The main goal of these articles, beyond providing a descriptive analysis of Web3, is to show that the space is rich but still in flux. As a family of technologies and as a movement, Web3 can still –in fact ought to– be shaped in a number of ways to ensure that its potential for social good is maximized and that the risks it introduces are understood and minimised.

It is during those “generative moments” at the birth and early development of technologies, that we can see different paths. Paths with different opportunities and challenges that begin with the acknowledgment of existing problems in our societies.

Building the right thing

Web3 started as a movement to address a number of wicked problems, that is problems that seem intractable due to the complex (often socio-cultural) interdependencies that they entail. Economic inequality is one example of such problems.

With each attempt at solving a wicked problem we risk creating or discovering newer problems, or exacerbating other interconnected problems, or simply failing to create a solution that stands the test of time. However, that does not mean we should abandon all efforts to address them nor should we accept every risk in our quest to address –if not solve– these problems.

A great many valid criticisms have been directed at Web3, including about the environmental impact of Proof-of-Work blockchains, the complexity of building Web3 applications (or DApp), and the many cases of fraud that have flooded the space. Some of the most ardent criticisms have come from prominent individuals in the technology industry and academia that have lived through enough technological trends and supposed “new paradigms” to be skeptical of new ones.

However, many of these criticisms have the particularity of being used to reject the space as a whole and to argue that there is nothing redeeming about either the technical or techno-social experiments and developments occurring within Web3. This absolutist position, best captured in the recent Letter in Support of Responsible Fintech Policy, rejects blockchains as a valuable technology that people can use in pursuit of pro-social motivations.

This rejection can be interpreted in many ways but it will be assumed here that it stems from the long history of technological solutionism and its harms. That is, whereby technologists seek to resolve all problems through technical thinking and creating the right technology for them.

However, technological solutions have often created a whole array of new problems which are too often perpetuating or reinforcing existing social problems. As such, it seems wise to conclude this first article with the 6 questions formulated by the media theorist and cultural critic Neil Postman, to ask new technologies or those building them:

  1. “What is the problem to which this technology is the solution?”

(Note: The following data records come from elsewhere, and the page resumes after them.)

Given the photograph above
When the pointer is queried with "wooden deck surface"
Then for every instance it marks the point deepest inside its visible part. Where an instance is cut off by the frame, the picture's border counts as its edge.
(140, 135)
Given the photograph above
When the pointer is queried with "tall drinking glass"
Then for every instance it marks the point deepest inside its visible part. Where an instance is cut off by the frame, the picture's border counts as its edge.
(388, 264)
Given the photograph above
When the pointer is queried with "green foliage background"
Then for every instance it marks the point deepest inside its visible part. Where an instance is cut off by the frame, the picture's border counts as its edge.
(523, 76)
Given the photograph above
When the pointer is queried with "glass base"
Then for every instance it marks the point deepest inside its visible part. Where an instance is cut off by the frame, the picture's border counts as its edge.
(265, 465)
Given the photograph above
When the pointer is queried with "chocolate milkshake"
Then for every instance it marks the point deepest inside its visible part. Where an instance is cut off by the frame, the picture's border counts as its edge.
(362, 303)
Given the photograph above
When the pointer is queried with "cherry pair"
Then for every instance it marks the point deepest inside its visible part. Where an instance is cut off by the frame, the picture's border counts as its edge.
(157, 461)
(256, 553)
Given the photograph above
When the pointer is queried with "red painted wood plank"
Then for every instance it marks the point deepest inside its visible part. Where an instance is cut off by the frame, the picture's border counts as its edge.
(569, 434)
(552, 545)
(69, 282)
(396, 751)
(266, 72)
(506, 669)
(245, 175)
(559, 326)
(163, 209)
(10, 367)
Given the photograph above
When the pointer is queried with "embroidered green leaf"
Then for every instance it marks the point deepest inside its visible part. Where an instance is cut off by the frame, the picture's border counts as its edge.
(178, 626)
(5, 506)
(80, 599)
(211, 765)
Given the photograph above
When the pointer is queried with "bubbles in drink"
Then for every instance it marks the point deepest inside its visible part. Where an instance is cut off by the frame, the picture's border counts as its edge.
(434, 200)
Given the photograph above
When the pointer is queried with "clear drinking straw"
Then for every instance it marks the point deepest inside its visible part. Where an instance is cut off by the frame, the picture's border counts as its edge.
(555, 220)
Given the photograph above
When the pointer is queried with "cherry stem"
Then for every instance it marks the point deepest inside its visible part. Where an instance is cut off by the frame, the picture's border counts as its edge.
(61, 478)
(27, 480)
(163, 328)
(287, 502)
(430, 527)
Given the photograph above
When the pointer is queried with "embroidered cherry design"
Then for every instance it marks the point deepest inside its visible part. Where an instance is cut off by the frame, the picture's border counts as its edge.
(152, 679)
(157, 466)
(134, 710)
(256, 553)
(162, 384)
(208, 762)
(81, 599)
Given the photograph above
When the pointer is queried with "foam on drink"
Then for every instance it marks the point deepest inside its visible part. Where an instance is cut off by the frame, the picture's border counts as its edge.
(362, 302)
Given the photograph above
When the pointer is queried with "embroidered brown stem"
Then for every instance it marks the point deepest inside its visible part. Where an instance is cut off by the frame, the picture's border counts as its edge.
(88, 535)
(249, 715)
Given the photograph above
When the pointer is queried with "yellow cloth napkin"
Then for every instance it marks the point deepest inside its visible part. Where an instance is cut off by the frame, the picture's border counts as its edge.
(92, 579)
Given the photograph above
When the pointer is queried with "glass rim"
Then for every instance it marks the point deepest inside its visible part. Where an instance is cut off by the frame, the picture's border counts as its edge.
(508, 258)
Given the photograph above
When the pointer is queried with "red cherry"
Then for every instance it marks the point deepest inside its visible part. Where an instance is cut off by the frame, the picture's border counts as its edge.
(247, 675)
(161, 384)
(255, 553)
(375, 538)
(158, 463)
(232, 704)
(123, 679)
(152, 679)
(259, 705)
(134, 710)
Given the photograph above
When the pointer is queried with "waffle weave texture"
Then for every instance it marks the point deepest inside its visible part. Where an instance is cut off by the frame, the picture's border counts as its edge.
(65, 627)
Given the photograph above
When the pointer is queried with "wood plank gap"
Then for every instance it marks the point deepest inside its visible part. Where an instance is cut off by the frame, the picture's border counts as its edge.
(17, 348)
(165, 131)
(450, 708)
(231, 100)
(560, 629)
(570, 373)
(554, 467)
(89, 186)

  2. “Whose problem is it?”

  3. “Which people and what institutions might be most seriously harmed by a technological solution?”

  4. “What new problems might be created because we have solved this problem?”

  5. “What sort of people and institutions might acquire special economic and political power because of technological change?”

  6. “What changes in language are being enforced by new technologies, and what is being gained and lost by such changes?”